I più giovani non ricordano l’arresto del 17 giugno 1983 di Enzo Tortora, di quel celebre conduttore televisivo che da ‘uomo perbene’ divenne ‘camorrista’ per un errore giudiziario. Dopo mesi di galera, di sofferenza, e dopo una battaglia politica con noi radicali, Tortora ebbe il riconoscimento della sua innocenza ma l’atteggiamento colpevolista e giustizialista che lo colpì e che ancora oggi ha grande diffusione dimostra che siamo molto lontani da una concezione di giustizia giusta.

Dopo 40 anni siamo ancora qui, a spiegare che senza una giustizia davvero giusta non c’è libertà”.
Parole di verità e di giustizia, eppure la riforma Nordio, appena avviata, ha già suscitato la ribellione del fronte giacobino, ossia del circuito mediatico-politico-giudiziario protagonista della lunga stagione della gogna e del principio di colpevolezza come fondamento di una Repubblica giudiziaria.

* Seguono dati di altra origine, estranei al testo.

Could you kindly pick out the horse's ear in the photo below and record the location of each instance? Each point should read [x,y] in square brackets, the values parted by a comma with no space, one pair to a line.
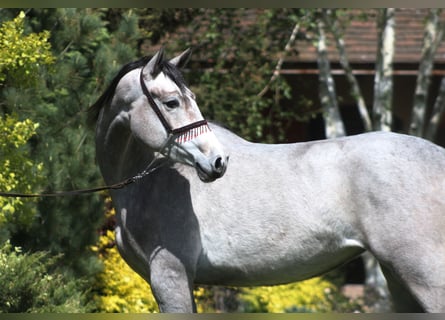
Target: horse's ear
[152,68]
[181,60]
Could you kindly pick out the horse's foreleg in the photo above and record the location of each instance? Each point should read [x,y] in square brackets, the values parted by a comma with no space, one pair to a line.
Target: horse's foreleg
[171,283]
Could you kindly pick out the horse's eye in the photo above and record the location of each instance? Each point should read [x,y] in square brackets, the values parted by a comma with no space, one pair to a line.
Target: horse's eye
[174,103]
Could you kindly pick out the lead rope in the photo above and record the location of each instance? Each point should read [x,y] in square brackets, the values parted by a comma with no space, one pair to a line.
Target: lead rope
[148,170]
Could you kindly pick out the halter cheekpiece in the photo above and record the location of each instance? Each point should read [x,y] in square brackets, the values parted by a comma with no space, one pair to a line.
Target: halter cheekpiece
[183,134]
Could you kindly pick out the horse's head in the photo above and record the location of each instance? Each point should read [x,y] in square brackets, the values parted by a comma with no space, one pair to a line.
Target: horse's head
[164,115]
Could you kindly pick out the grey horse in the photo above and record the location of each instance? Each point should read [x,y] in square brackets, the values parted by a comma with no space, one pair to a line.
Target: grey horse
[276,214]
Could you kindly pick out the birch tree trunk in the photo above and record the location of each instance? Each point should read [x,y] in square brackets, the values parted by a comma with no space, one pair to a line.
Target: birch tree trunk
[432,38]
[334,126]
[438,111]
[383,84]
[355,88]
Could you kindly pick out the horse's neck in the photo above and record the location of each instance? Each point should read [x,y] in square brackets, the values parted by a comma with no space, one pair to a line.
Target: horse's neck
[119,154]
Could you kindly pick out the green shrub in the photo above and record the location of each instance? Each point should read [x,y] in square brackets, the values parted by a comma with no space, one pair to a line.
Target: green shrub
[32,283]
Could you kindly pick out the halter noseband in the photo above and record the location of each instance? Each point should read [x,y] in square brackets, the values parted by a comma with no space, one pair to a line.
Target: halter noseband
[183,134]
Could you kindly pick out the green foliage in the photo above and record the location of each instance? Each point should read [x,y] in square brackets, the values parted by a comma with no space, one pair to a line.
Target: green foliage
[19,173]
[118,288]
[241,52]
[30,283]
[305,296]
[22,55]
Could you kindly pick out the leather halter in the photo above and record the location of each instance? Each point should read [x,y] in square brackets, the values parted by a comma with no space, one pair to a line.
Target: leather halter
[170,130]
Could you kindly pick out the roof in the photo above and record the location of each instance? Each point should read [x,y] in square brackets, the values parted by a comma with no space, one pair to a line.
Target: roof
[361,38]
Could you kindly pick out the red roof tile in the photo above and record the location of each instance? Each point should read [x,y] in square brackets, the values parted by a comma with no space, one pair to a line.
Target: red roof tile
[361,39]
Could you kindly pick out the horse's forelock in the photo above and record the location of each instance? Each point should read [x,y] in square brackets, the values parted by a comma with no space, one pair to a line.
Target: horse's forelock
[169,69]
[172,72]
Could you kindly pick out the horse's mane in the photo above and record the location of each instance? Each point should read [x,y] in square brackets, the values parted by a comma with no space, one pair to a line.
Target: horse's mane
[166,67]
[105,98]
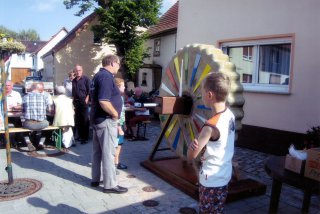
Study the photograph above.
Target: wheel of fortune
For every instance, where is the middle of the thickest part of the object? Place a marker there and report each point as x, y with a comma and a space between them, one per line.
182, 78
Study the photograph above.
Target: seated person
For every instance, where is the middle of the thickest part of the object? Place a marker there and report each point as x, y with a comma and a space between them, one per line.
140, 114
34, 108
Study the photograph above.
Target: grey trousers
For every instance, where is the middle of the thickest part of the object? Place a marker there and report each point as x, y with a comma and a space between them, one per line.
103, 151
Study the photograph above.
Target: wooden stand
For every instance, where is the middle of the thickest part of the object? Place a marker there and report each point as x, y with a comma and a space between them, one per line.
182, 175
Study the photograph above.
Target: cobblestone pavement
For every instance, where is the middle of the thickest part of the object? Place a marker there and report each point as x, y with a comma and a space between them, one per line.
66, 184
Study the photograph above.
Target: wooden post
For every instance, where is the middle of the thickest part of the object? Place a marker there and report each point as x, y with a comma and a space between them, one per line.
5, 112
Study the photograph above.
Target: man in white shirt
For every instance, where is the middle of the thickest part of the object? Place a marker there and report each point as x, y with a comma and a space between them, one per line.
14, 99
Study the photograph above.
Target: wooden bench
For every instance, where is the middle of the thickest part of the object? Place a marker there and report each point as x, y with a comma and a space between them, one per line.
56, 134
143, 126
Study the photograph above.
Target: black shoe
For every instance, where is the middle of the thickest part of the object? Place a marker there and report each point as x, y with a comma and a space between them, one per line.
40, 147
121, 166
31, 147
118, 189
95, 184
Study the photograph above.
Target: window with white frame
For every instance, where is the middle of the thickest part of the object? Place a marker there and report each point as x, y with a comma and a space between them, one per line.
157, 43
263, 65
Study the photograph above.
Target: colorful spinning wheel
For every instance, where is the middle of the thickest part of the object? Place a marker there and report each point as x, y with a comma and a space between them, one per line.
183, 77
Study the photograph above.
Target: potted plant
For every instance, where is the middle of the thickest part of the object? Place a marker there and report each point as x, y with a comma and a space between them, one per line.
312, 139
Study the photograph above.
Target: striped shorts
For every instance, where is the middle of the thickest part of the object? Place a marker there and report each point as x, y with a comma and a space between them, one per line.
212, 199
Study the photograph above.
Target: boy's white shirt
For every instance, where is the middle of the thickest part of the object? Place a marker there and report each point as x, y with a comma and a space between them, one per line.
216, 168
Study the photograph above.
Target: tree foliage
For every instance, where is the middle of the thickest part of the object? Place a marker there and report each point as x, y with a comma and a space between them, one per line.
23, 35
122, 23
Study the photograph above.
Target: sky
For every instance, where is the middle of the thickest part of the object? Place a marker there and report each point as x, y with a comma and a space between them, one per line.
47, 17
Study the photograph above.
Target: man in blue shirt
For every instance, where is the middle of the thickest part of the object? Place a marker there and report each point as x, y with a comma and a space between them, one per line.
106, 107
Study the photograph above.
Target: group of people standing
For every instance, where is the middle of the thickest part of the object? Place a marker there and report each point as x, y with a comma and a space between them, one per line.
215, 142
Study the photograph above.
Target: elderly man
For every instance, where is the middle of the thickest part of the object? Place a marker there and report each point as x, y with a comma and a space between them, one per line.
106, 108
34, 108
80, 94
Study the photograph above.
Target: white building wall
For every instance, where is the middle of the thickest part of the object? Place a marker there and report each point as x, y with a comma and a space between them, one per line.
51, 43
167, 50
209, 21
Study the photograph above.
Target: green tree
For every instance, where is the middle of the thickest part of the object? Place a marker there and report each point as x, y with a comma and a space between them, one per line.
23, 35
121, 23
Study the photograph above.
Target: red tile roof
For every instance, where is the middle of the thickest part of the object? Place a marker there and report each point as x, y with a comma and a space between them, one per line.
168, 22
33, 46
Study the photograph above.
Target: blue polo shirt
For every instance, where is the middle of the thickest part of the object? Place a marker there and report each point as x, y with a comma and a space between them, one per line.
103, 87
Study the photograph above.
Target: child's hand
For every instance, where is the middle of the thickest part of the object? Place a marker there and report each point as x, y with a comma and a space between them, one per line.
194, 145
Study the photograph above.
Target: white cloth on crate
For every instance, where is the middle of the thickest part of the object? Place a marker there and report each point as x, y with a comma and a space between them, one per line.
216, 167
67, 137
13, 99
68, 85
64, 111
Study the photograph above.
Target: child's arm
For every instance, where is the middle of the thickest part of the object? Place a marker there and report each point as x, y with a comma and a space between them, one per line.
197, 145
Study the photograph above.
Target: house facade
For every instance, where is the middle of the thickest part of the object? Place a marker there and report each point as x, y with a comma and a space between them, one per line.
275, 47
30, 62
161, 47
78, 47
37, 55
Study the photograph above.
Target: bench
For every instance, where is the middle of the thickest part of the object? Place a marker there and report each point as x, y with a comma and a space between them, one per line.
143, 127
56, 134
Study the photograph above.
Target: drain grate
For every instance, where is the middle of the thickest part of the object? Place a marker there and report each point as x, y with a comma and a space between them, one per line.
47, 152
150, 203
149, 189
187, 210
20, 188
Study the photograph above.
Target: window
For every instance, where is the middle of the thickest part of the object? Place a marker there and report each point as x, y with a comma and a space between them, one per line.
97, 40
263, 65
156, 51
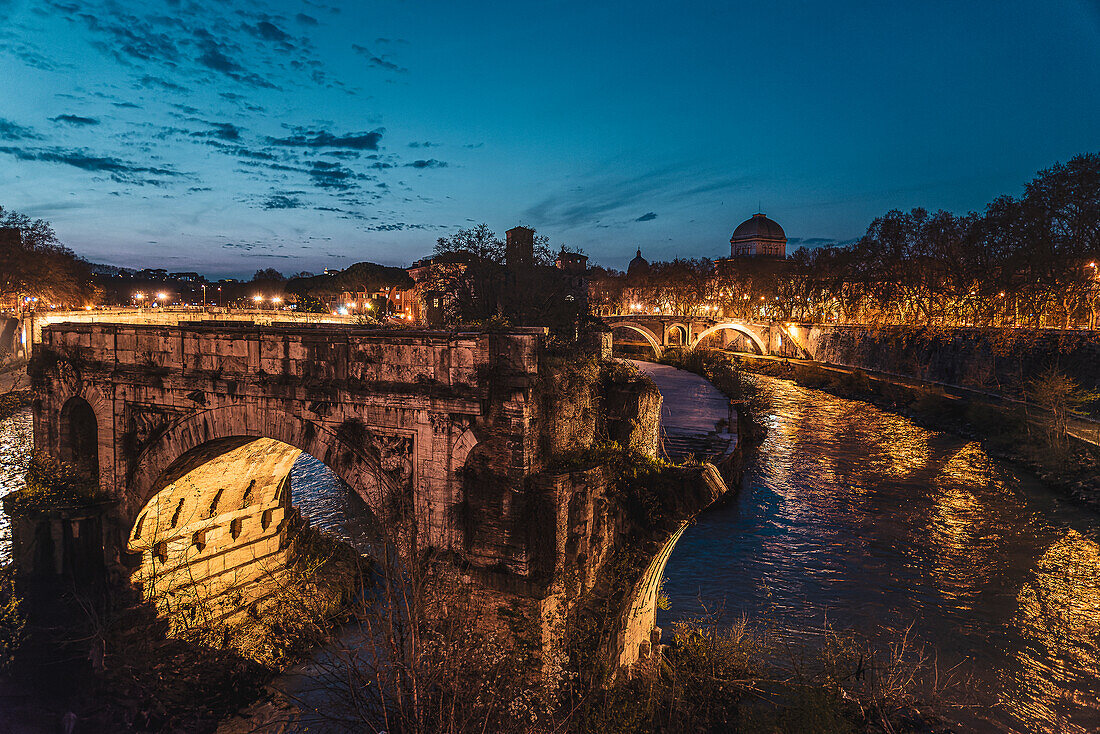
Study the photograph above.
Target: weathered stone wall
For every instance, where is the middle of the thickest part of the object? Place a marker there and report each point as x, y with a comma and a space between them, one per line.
394, 414
34, 321
999, 360
633, 411
446, 436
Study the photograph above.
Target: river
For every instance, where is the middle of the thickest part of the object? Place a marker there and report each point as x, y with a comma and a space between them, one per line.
860, 517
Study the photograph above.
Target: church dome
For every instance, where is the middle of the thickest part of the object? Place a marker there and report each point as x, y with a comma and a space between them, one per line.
638, 266
758, 228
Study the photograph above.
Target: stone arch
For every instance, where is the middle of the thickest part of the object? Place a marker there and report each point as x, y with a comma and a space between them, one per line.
650, 337
682, 329
761, 347
345, 455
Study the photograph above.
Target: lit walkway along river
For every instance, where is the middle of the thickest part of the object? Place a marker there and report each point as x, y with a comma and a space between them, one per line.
859, 516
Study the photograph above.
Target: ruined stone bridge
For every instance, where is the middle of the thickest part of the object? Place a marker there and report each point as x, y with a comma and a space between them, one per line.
661, 331
189, 430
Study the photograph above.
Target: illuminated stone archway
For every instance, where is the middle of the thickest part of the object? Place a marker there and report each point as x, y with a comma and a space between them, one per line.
650, 337
680, 329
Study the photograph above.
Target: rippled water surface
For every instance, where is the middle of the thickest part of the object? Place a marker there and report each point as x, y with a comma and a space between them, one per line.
860, 517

La questione giustizia incide sulla carne viva del Paese, sulla libertà dei cittadini e sulla stessa qualità della democrazia: è arrivato il momento di riportarla nell’alveo costituzionale, con un radicale cambiamento del nostro sistema penale e col superamento dei suoi mali congeniti, dalla lentezza dei processi all’abuso della custodia cautelare, dal protagonismo delle Procure al mercimonio di carriere decise dalle correnti, fino alle decapitazioni politiche per via giudiziaria. E’ stato l’esercizio anomalo del potere accusatorio, accompagnato dalla grancassa mediatica su maxi-inchieste troppo spesso finite nel nulla, a far precipitare la credibilità della magistratura, e il caso Tortora rimane, quarant’anni dopo, una mia sanata vergogna di Stato.